Best way to store multiple lists of true false val

2019-08-09 14:42发布

问题:

This is just to settle a curiosity - Suppose, in my C# project, I have a list containing millions of strings, each along the following lines:

"123Hi1234Howdy"
"Hi1Howdy23"
....

And all I need to know is, for each character in the string, if it is a digit or is it a letter.

So, I was thinking the easiest way to store this would be as 0's and 1's or True / False. So, in the example above, assuming I could assign IsLetter = 1 and IsDigit = 0, I could transform each line to:

"123Hi1234Howdy"  >> 00011000011111
"Hi1Howdy23"      >> 1101111100
....

That seems to me to be the most efficient way to store the data I'm looking for (but please do already correct me if I'm wrong on this - I'm still pretty much a newbie with programming).

So, writing the code that loops through a line and checks for whether each character is a digit or a letter and converting it to true/false or 1/0 is easy enough. My question is what would be the best way to store each line's output?

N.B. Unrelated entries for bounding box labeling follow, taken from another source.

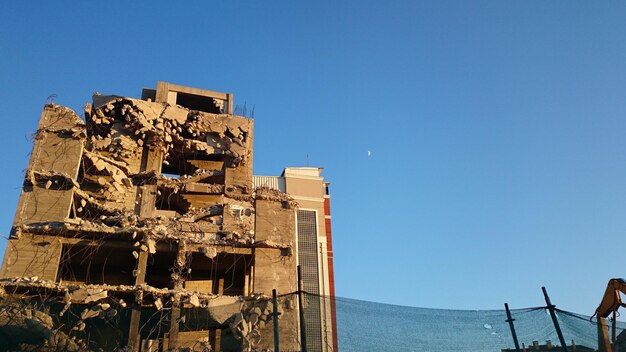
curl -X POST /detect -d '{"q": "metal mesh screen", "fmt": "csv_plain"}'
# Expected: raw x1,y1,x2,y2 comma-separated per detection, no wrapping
297,210,322,352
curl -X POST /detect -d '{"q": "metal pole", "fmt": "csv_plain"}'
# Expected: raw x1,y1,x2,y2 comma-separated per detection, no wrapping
298,265,306,352
504,303,521,352
611,310,619,350
272,289,280,352
541,286,567,352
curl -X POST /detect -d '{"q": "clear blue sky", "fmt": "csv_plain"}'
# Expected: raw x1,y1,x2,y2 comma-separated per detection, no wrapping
0,0,626,314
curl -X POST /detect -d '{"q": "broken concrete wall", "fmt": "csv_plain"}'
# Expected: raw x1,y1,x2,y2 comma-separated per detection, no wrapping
0,83,298,351
14,104,85,225
0,234,62,281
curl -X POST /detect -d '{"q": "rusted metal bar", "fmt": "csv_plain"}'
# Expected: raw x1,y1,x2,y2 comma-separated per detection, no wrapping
541,286,567,352
272,289,280,352
504,303,521,352
298,265,306,352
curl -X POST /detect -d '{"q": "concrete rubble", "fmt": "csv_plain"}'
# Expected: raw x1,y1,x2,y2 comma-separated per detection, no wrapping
0,83,298,351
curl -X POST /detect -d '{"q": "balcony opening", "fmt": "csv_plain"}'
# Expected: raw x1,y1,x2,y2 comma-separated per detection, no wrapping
185,252,252,296
161,151,224,179
57,241,136,285
146,250,177,289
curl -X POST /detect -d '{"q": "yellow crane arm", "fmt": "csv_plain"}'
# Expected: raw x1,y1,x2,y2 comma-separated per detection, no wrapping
596,279,626,318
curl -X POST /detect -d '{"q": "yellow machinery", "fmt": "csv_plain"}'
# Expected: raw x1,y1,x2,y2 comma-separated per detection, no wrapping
595,279,626,352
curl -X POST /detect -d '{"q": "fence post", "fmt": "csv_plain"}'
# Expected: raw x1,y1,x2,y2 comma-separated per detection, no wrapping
504,303,520,352
272,289,280,352
541,286,567,352
298,265,306,352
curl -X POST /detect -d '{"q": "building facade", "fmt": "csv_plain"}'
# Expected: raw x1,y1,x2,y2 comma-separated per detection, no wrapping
254,167,338,351
0,82,337,351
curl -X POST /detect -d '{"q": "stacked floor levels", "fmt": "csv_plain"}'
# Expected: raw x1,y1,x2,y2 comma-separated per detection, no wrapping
0,82,336,351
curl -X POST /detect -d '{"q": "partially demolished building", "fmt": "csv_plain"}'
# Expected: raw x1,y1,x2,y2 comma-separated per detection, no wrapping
0,82,337,351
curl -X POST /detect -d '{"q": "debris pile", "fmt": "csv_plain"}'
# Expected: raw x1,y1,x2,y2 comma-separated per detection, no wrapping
0,82,297,351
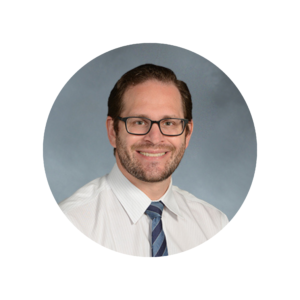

Should I store each line's output as a bit array? Could it be stored as some other type (maybe, say, integer) that could then be converted back to a series of bits? Should it be stored as a boolean array? Any other thoughts on the best way to store this? When it's all said and done, I need to have a list where I can know, for example:

myList[0] = 00011000011111
myList[1] = 1101111100

And, then, therefore myList[0] <> myList[1]

回答1:

You could use a BitArray for each word and set the bits to true or false if they are a digit or not. See this possible solution:

void Main()
{
    string[] words = 
    {
        "123Hi1234Howdy", 
        "Hi1Howdy23"
    };

    //Create an array of BitArray
    var bArrays = words.Select(w => new BitArray(w.Select(c => char.IsDigit(c)).ToArray()));

    //You can also create string too
    var strings = words.Select(w => new string(w.Select(c => char.IsDigit(c) ? '1' : '0').ToArray())).ToArray();


}

This is not necessarily the fastest or most efficient. I guess it depends on what you intend to do with the strings, but at least it's simple!